Mentors share their career pathways

The concept of continuous and shared learning is a beacon for personal and sectoral growth and holds within it, simple questions that can help frame immediate, intermediate and transitional steps for career development. To support discussion on the day, “mentors” and “mentees” were guided by the Continuous Learning Model. Professionals were paired off with students and young professionals interested to know more about their journey.

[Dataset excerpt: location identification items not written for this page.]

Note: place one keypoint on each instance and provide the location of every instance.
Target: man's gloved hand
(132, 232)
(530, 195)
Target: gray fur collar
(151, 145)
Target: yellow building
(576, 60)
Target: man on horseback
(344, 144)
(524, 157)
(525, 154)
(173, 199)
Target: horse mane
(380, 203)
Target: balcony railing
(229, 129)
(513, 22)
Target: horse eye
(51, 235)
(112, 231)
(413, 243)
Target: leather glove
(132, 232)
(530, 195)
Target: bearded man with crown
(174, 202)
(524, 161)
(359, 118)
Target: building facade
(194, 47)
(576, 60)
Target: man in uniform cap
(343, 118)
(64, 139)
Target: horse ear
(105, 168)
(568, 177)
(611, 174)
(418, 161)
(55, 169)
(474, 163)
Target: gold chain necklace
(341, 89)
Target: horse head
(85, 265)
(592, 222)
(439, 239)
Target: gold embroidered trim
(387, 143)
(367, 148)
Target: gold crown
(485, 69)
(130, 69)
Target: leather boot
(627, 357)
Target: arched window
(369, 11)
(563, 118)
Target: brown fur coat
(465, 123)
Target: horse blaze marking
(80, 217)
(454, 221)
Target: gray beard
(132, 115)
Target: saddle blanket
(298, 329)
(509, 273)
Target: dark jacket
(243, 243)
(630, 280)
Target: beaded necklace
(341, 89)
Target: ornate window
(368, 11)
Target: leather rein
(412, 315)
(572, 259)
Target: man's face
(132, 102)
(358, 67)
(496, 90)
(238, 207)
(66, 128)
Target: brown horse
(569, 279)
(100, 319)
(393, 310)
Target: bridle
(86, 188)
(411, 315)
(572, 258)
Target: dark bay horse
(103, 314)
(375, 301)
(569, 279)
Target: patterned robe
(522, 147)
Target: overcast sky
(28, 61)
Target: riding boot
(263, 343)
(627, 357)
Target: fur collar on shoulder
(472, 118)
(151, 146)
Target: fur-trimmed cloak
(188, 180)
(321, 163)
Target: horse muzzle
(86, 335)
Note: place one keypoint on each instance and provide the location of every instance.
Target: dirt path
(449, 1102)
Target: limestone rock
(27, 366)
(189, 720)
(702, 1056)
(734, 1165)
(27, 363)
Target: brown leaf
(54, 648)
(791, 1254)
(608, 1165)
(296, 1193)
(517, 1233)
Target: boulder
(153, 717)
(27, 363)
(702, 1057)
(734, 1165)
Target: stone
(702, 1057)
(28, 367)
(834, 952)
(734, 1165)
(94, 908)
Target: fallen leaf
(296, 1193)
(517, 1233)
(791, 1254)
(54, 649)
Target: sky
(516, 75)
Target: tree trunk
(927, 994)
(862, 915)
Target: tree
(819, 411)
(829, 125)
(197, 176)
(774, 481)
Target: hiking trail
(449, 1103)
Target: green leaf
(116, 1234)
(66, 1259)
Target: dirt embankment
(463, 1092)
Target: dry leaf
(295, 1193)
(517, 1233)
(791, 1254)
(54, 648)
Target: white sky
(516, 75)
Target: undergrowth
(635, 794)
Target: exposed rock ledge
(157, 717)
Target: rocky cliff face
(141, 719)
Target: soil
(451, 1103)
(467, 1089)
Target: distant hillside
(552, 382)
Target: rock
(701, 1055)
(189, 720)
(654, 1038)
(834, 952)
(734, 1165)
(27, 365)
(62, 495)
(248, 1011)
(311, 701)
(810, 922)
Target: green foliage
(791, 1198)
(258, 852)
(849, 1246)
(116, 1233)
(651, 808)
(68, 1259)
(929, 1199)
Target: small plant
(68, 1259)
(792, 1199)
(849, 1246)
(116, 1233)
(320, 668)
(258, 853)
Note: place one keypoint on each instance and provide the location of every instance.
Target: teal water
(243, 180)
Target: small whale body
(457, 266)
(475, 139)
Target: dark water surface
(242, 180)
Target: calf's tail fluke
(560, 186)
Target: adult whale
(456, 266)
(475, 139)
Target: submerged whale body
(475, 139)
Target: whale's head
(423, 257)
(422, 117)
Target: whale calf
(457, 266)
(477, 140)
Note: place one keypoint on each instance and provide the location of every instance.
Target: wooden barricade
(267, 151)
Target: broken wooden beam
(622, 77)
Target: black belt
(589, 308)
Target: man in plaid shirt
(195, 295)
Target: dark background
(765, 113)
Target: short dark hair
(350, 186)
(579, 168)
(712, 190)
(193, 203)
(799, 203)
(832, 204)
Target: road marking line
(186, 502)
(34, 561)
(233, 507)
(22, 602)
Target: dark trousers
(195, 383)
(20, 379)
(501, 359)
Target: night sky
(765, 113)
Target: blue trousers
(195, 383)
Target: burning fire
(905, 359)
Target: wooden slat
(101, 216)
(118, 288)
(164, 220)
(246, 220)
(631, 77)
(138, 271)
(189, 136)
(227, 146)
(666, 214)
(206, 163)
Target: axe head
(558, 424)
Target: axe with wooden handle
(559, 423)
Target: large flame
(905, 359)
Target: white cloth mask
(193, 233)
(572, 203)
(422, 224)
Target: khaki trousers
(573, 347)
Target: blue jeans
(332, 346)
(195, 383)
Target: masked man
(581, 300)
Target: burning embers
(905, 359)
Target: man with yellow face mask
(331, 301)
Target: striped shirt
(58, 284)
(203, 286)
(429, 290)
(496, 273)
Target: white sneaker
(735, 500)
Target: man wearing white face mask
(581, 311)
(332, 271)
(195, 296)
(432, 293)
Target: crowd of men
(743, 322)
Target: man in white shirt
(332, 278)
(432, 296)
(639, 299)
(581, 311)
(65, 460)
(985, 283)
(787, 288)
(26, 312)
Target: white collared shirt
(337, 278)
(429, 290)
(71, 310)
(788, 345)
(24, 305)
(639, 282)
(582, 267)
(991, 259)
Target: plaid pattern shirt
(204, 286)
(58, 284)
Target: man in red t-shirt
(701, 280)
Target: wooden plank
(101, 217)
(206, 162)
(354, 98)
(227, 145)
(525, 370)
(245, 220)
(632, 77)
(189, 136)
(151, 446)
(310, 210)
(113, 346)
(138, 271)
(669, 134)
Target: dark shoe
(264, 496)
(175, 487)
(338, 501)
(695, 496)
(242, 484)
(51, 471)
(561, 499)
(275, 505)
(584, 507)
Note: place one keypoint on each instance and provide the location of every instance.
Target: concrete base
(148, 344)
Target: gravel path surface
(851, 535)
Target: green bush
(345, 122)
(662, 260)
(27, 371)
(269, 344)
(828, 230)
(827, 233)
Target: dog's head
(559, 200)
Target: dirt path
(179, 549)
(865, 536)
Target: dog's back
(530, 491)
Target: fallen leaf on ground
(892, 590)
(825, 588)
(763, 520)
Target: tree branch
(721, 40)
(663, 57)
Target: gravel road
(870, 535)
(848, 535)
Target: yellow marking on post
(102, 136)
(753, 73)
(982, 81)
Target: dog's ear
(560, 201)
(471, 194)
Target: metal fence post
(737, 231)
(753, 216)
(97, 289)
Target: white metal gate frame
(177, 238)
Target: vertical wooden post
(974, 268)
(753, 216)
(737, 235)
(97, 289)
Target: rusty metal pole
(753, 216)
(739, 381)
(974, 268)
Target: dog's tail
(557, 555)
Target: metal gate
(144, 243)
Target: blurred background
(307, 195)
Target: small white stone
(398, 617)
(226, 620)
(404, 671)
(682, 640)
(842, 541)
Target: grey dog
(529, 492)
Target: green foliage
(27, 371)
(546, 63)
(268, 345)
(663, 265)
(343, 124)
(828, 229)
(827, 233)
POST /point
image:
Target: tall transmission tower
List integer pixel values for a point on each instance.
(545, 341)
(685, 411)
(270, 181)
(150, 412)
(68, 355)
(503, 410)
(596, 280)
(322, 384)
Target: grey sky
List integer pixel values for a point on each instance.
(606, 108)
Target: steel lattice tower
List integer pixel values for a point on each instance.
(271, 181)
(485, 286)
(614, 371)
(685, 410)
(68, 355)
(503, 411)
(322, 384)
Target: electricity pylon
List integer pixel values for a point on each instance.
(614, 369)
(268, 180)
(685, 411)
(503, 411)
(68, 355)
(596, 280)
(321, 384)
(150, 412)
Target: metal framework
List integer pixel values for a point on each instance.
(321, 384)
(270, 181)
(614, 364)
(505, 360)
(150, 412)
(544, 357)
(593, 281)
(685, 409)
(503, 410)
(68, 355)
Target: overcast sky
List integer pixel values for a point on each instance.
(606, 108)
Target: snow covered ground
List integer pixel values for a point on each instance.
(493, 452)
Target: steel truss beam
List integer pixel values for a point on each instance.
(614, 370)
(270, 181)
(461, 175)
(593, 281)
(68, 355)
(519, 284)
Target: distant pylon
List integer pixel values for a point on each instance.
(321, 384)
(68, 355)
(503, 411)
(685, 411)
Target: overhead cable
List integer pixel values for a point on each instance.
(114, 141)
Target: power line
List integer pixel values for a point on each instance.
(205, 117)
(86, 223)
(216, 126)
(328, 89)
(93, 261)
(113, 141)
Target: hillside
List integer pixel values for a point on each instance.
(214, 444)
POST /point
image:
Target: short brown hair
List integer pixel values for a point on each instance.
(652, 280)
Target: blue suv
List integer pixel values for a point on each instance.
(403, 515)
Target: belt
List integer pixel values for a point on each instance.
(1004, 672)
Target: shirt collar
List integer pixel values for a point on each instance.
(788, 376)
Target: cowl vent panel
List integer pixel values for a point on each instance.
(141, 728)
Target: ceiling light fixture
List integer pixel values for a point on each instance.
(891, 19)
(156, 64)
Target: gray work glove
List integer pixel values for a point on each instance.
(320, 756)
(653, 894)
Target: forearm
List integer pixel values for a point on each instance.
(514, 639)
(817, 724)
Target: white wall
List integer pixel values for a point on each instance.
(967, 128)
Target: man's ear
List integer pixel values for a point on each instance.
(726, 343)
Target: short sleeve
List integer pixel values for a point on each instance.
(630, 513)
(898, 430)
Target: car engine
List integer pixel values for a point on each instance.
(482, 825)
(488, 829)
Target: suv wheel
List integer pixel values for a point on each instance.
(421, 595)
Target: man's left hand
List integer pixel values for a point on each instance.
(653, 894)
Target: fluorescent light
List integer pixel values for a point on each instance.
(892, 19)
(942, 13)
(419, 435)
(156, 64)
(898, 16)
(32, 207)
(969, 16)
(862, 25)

In pairs, discussions focussed around immediate and intermediate actions mentees required in the short term, to meet career aspirations. 

Highlights from these conversations were shared during the group discussion including: 

  • having a job ready resume 
  • going in search of information on what’s important in their field of interest 
  • an ability to demonstrate how they’re going to follow through and make decisions  
  • the balancing act of education/research with work commitments 
  • the value in learning how to communicate to multidisciplinary audiences  
  • deciding when enough work is enough. 

There were also some new and different skills and experiences shared during these one-on-one conversations, including: 

  • having an active professional socials account e.g., LinkedIn, Twitter 
  • offering to present one’s research to different groups 
  • identifying associations and others to volunteer with  
  • attending networking events 
  • presenting at conferences  
  • ability to communicate across disciplines and understanding who your audience is 
  • sharing summary of papers to interested folks  
  • moving from the funnel approach to the hourglass approach for connecting with others 

The Continuous Learning Model https://blog.anderspink.com/2017/01/why-continuous-learning-is-the-new-ld-benchmark/  

Following a round of drinks, nibbles and free flow conversation, we asked experienced colleagues to consider important changes during their careers, especially during the transitional phase. The conversations continued with highlights including: 

  • staying inquisitive 
  • taking time to look inward 
  • retaining some freshness in life through external interests such as arts, music and meditation 
  • having a beneficial influence and impact on others 
  • applying yourself in the workplace  
  • having the confidence to learn in the deep-end by reframing our struggles as learnings 

We closed the event with more food, drink and networking inviting participants to relax and enjoy each other’s company.  

Other feedback we have received from this event includes: 

“It felt like quite natural networking and not too forced. It was really great to have an opportunity to hear different perspectives on career development. All the mentors were very generous in offering up advice and feedback.” 

“I enjoyed the combination of general facilitated discussion, plenty of time for informal networking, as well as some targeted activity to ensure the time was used wisely and we could focus on specific outcomes.” 

“[I enjoyed] sharing experiences… someone said they only applied for a job once; a powerful message about the importance of networking” 

“[I enjoyed the] organic nature of [the event]. There was enough structure, but it also didn’t matter if you strayed a little from that.” 

There doesn’t need to be a clearly planned and laid out path for our careers, but a little guidance and support goes such a long way to helping us navigate our flow through the rapids and meanders. When we take time to reflect on our own career paths, and those who influence us along the way, it is often the stories of triumph and struggle that guide us along a path that suits us best.  

At this workshop, we heard career summaries from experienced professionals with a desire to share their twists and turns and the journey they took to find their feet. This desire provided those with less experience an opportunity to feel heard and supported.  

We hope this event leads to more growth-minded discussions for all participants and we aim to facilitate future events to continue to foster the important resource of sharing. We thank all our experienced colleagues for being such excellent mentors for mentees and mentees for being inquisitive to the process. Keep it up team!